Should colleges that teach creationism be accredited?

Should sectarian religious colleges that teach creationism be accredited? Our colleague, Joshua Swamidass, writing in the Wall Street Journal, answers with a qualified yes. Specifically, the issue involves an accrediting agency known as Transnational Association of Christian Colleges and Schools, or Tracs. Tracs was established in the 1970’s to provide accreditation for colleges and universities that taught young-earth creationism and six literal days of creation, rather than modern science. Eventually, Tracs was recognized by the Council for Higher Education Accreditation, or CHEA, which is in essence an umbrella agency that accredits accrediting agencies. The recognition of Tracs by CHEA is up for renewal this year.

But should Tracs colleges be accredited? Should Tracs be recognized? Dr. Swamidass thinks so but would require stringent conditions. To oversimplify his position, he thinks that colleges should be allowed to teach creationism, but if Tracs is to accredit them, then they must agree to teach modern science as well. He writes,

As a matter of academic freedom, scientists should tolerate institutions that teach creation science. But deviations from national norms in a science curriculum need to be prominently disclosed, tracked and reported. In practice, that means transcripts that clearly state which courses and degrees include creation science. Credit from courses that include creation science should not be used toward science degrees. Nor should they be eligible for transfer to secular institutions.

Dr. Swamidass notes that the “public arena” is pluralistic and concludes,

… Avoiding conflict by unconditionally renewing Tracs’ membership is an unacceptable approach. But we need a more constructive solution than simply excluding those with whom we disagree—even if they seem obviously wrong, as creationists do.

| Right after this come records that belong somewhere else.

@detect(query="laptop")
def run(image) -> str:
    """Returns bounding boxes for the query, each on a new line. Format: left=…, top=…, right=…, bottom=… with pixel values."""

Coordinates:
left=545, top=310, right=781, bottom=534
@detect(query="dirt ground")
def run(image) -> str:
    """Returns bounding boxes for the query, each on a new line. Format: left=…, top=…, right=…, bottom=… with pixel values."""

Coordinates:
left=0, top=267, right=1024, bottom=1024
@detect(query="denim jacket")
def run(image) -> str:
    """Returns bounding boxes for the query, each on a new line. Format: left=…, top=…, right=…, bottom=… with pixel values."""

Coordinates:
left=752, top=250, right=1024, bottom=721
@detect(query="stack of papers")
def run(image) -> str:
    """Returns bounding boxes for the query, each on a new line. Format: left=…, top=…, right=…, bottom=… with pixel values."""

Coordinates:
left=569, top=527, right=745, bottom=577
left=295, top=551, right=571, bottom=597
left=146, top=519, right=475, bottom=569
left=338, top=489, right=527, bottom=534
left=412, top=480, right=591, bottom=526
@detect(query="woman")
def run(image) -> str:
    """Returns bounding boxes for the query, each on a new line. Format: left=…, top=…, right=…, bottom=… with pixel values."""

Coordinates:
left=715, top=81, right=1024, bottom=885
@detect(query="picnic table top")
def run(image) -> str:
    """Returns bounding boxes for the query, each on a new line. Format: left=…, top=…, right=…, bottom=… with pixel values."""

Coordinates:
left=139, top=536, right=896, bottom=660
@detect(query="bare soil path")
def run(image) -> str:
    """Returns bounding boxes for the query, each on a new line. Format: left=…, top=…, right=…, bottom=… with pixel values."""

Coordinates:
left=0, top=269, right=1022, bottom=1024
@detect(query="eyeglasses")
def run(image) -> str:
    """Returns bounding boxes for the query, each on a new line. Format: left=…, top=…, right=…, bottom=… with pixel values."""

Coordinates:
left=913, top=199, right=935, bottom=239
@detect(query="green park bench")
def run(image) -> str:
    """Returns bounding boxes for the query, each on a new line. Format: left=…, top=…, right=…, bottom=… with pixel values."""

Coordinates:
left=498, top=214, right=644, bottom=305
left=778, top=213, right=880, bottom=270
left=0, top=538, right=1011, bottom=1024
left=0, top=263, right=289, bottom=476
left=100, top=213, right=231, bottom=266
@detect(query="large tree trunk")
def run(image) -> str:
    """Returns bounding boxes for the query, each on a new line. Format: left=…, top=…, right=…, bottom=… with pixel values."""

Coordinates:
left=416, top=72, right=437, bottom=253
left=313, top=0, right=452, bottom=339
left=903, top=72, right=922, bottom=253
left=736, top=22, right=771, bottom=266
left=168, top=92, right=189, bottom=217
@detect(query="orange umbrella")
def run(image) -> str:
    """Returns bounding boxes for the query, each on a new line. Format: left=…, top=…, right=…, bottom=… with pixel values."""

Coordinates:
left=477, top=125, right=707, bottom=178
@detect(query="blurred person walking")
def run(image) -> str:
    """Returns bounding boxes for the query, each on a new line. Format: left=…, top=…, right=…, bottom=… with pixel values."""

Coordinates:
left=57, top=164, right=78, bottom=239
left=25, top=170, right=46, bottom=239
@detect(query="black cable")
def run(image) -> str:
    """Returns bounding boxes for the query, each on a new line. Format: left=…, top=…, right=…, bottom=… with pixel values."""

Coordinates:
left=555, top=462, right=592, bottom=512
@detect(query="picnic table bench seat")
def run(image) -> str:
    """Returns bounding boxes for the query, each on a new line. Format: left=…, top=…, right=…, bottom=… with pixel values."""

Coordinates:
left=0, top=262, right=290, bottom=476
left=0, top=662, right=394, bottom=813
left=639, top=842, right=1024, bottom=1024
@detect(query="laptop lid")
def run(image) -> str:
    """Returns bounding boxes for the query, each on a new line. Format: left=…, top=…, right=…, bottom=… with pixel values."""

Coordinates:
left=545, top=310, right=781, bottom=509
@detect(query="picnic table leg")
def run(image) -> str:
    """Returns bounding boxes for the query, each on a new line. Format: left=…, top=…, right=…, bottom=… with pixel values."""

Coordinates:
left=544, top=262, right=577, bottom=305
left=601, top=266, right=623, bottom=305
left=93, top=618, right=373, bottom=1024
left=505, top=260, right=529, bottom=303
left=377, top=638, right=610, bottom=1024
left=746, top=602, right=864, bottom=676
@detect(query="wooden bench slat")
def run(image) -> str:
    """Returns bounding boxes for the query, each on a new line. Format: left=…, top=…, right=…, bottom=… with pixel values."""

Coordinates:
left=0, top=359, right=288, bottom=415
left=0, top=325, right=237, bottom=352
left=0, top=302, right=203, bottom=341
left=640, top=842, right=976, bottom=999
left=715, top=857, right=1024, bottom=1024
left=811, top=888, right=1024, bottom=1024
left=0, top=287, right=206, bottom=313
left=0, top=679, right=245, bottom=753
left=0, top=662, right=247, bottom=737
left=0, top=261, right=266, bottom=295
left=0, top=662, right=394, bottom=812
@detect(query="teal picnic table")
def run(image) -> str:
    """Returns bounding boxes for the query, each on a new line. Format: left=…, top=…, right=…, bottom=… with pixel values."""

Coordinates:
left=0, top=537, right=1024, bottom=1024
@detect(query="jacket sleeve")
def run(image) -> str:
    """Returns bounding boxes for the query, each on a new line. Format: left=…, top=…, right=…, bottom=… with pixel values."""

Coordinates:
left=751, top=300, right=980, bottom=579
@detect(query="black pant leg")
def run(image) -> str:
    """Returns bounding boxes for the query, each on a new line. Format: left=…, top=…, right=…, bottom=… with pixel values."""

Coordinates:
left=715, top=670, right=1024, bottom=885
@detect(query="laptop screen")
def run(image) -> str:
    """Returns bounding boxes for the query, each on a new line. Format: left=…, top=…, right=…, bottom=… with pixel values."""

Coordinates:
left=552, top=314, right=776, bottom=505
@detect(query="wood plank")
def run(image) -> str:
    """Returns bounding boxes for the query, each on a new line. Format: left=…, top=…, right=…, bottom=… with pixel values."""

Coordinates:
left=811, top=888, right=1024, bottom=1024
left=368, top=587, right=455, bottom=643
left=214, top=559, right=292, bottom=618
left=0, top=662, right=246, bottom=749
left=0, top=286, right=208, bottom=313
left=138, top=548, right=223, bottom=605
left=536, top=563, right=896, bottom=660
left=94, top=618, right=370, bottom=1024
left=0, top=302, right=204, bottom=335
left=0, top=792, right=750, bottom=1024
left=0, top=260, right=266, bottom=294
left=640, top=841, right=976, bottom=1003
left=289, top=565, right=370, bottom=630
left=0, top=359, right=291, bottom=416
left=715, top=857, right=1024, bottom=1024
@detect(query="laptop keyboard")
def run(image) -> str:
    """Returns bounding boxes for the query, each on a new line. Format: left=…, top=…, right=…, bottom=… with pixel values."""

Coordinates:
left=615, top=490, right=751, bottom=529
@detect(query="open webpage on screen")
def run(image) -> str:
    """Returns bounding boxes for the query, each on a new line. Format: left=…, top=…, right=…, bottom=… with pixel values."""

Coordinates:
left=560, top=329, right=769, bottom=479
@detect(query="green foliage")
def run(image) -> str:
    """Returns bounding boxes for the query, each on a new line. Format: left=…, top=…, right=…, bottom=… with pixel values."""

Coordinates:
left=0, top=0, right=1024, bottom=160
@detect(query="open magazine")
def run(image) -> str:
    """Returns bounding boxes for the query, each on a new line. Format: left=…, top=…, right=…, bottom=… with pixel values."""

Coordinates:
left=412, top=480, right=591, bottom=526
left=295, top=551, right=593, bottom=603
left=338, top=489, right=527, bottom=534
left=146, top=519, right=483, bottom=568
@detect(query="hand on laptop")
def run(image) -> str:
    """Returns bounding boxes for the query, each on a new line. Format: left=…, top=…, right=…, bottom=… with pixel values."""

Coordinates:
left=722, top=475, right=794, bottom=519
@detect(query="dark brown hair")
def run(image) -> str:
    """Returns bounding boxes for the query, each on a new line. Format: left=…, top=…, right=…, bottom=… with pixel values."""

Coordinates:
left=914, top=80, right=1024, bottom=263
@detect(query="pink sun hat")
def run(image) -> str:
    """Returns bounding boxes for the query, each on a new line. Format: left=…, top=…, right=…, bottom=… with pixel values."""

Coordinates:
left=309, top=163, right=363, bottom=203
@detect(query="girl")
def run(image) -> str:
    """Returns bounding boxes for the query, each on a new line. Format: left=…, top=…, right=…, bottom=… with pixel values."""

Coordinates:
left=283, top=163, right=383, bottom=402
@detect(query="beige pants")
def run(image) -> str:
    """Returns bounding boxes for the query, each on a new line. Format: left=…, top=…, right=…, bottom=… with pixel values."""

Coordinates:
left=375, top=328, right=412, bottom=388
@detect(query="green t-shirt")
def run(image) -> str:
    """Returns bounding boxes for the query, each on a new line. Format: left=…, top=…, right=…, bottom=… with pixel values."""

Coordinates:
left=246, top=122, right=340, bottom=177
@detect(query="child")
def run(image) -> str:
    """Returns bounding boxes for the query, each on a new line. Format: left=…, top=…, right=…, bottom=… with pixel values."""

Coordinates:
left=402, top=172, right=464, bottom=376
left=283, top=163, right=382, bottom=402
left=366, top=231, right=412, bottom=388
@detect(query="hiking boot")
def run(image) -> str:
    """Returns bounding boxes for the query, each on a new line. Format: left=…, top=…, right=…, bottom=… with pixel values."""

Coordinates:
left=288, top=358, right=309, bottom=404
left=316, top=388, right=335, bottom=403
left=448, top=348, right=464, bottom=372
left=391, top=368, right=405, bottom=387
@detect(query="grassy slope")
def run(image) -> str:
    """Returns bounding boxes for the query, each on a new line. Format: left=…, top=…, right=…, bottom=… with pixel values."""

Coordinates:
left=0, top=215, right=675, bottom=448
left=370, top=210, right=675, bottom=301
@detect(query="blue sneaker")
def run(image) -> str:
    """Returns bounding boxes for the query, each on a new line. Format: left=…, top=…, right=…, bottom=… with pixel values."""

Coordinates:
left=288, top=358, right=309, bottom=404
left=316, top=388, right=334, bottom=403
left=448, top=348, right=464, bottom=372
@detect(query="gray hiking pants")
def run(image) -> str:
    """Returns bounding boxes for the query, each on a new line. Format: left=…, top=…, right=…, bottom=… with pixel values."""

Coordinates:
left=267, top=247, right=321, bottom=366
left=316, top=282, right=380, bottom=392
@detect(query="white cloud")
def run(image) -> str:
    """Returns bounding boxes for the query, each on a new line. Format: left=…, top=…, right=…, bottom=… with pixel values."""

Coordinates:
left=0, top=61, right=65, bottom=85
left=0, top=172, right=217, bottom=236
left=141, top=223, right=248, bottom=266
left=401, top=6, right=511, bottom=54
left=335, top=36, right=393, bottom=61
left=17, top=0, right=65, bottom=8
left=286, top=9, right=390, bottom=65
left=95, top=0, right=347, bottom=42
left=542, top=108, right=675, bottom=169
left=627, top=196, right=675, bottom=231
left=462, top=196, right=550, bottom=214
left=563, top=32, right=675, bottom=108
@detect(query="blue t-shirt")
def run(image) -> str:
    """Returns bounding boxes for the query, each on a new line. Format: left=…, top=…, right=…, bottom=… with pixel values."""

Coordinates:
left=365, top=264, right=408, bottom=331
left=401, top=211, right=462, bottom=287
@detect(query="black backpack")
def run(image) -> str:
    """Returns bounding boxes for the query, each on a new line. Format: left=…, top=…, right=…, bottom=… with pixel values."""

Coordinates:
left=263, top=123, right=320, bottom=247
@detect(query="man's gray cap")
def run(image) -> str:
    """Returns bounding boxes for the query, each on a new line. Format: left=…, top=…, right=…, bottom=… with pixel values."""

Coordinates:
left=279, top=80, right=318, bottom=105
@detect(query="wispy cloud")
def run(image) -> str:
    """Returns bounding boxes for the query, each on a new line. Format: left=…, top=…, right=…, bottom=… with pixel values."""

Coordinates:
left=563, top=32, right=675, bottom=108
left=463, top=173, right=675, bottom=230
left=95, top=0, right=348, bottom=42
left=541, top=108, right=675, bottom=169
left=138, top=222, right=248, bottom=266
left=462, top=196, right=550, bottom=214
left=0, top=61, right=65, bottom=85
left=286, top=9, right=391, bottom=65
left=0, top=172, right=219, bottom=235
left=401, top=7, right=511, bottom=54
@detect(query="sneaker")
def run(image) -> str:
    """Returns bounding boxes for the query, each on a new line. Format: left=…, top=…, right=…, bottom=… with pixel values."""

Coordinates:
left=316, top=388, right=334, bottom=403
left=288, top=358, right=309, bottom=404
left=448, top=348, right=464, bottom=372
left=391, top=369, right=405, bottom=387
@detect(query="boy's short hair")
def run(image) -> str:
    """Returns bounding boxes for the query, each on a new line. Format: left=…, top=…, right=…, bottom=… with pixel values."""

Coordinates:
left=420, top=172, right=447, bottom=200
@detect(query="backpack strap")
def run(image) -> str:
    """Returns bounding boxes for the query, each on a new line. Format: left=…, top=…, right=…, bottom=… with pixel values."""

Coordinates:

The best solution is to respect Tracs institutions’ unique character while holding them to high academic standards. Insisting on policies of transparency and academic freedom might even lay the groundwork for change in future generations.

Appendix. The CHEA Committee on Recognition meets virtually March 8-10. You may register for meetings at 9:00 a.m. EST on March 9 and 10 here. I understand that they will discuss Tracs the morning of March 10 and make a recommendation to the full board, which will decide the matter in October. They no longer accept new comments.